Dietary Supplements: The Good, The Bad & The Ugly

Dietary Supplements: The Good, The Bad & The Ugly
By John Michael Ricci, March 28th, 2014

In 2009, Americans spent $27 billion on dietary supplements. Of this $27 billion, U.S. dietary supplement sales by product category showed 34% were spent on vitamins, 19% on herbs and botanicals, 11% for sports nutrition, 10% on meal replacements, 8% on minerals, and 18% on specialty or other supplements.1 More than 30% of the adult population take supplements, some to lose weight, some to stay healthy, and some to gain an edge in sports. Of course, some of these adults are doing this for any combination of these reasons.

Fish Oil

Fish Oil

While many of these supplements are perfectly safe, consumers must be aware that some – although manufactured and sold legally, have not been evaluated by the Food and Drug Administration, an agency of the United States Department of Health and Human Services which is responsible for protecting and promoting public health through the regulation and supervision of food safety, dietary supplements, prescription medication, bottled water, and over-the-counter pharmaceutical drugs.
The Dietary Supplement Health and Education Act of 1942 mandates that the FDA regulate dietary supplements as foods, not drugs. When contemplated by Congress, special interest groups and lobbyists convinced enough members of Congress to classify dietary supplements as foods in order to evade the regulation and oversight that the Act would provide. Although calling zinc, copper, potassium, or vitamin E for that matter, a food is absurd, the multi-billion dollar industry got what they wanted and the American consumer suffers for it. Because dietary supplements are not subject to safety and efficacy testing, there are no approval requirements. As a result, the FDA can only take action against dietary supplement manufacturers after they are proven unsafe. An example of this was posted by the FDA in June of 2010, when a company supplied a product called “Magic Power Coffee”, an instant coffee being sold online as a dietary supplement for sexual enhancement. After conducting lab experiments, the FDA determined that this coffee contained a chemical similar to the active ingredient in Viagra, used to treat erectile dysfunction, which can cause dangerously low blood pressure. The report told consumers to “stop using this product immediately.”3 This product would never have made it to the market if the 1994 Act had classified dietary supplements as drugs.

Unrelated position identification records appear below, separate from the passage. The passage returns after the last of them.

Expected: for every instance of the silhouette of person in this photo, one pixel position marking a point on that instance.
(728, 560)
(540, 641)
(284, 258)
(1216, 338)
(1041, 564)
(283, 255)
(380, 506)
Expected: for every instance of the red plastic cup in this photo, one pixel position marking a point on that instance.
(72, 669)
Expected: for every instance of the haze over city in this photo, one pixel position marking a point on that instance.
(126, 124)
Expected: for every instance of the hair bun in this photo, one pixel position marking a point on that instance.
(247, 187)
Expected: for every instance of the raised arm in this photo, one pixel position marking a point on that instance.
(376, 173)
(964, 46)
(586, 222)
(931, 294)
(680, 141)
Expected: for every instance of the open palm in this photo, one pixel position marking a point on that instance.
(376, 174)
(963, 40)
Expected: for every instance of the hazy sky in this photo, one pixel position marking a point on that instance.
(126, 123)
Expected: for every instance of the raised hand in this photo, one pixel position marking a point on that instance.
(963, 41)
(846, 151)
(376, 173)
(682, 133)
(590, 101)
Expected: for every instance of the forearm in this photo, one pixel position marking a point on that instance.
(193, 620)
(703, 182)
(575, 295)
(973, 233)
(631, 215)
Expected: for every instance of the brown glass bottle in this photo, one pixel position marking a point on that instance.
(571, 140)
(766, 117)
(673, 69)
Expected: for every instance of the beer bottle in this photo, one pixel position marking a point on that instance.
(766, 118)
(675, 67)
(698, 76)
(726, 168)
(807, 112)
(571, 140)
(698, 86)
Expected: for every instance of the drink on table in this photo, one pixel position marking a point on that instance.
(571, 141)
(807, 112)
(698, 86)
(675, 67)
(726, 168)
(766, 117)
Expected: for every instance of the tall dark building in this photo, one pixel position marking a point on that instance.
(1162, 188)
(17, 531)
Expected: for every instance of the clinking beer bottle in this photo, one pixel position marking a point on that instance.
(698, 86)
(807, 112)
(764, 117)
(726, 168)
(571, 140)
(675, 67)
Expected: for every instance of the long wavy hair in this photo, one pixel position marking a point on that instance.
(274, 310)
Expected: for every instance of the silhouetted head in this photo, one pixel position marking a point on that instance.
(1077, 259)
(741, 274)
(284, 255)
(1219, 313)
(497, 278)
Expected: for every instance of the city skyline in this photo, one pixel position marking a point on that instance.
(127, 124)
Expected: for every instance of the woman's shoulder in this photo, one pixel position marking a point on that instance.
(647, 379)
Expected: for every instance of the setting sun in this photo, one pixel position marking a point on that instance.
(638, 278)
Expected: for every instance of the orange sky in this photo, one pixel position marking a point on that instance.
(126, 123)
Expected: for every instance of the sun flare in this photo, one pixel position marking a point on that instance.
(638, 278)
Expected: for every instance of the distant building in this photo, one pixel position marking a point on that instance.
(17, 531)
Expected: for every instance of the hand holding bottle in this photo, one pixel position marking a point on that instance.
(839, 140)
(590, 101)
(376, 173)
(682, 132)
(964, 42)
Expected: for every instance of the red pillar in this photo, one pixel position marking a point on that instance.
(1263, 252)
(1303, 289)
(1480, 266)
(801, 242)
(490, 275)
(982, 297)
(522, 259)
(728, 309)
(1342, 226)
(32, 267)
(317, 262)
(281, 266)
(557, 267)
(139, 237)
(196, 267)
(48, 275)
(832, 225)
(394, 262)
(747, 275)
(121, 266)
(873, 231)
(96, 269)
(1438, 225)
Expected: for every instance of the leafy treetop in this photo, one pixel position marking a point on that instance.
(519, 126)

Without the regulatory authority the FDA needs, it lacks the ability to inspect manufacturing plants, which has resulted in numerous reports of supplements contaminated with heavy metal, pesticides, and other dangerous substances. China is a major supplier of raw supplement ingredients and has been caught many times exporting contaminated products. The FDA will eventually be given the authority to regulate this industry properly, as more dietary supplements are shown to be unsafe, ineffective or both. Until then, consumers must be cautious when purchasing these products.

In 2010, Consumer Reports joined the Natural Medicines Comprehensive Database (an independent research group) and published an article in their September, 2010 issue entitled “Dangerous Supplements – What You Don’t Know About These 12 Ingredients Could Hurt You”4 which identified a dozen ingredients linked to “serious adverse events” following clinical research. The Natural Medicines Comprehensive Database now has more than 54,000 dietary supplement products listed and reports that only one-third of them are safe and effective.
Consumers can take steps to make sure the supplements they take are both safe and effective. Suggestions that can prevent unnecessary illness include:

1) Consult your physician: Patients should inform their doctors of any dietary supplements they are taking. Many supplements are perfectly safe, but may interact with prescription medications. Women who are pregnant or nursing should always let their pediatrician know exactly what they are taking.

2) Check for a “USP Verified” mark: U.S. Pharmacopeia is a trusted, non-profit organization that verifies quality, purity, and potency of both raw ingredients and finished products. It indicates that the dietary supplement manufacturer has voluntarily asked to have their products tested. USP maintains a list of verified products on its website at http://www.uspverified.org.

3) Avoid products that claim “mega doses”: It is possible to overdose on vitamins and minerals, even if they are beneficial in recommended daily amounts. More is not always better, and this is especially true for infants and children. The FDA has warned that overdosing infants with vitamin D can cause nausea, vomiting, loss of appetite, constipation, abdominal pain, confusion, fatigue and kidney damage – even though proper amounts of vitamin D play a key role in developing strong bones. The human body can only absorb a certain amount of supplements over a given time period, and excesses can damage your liver, kidneys, and other organs.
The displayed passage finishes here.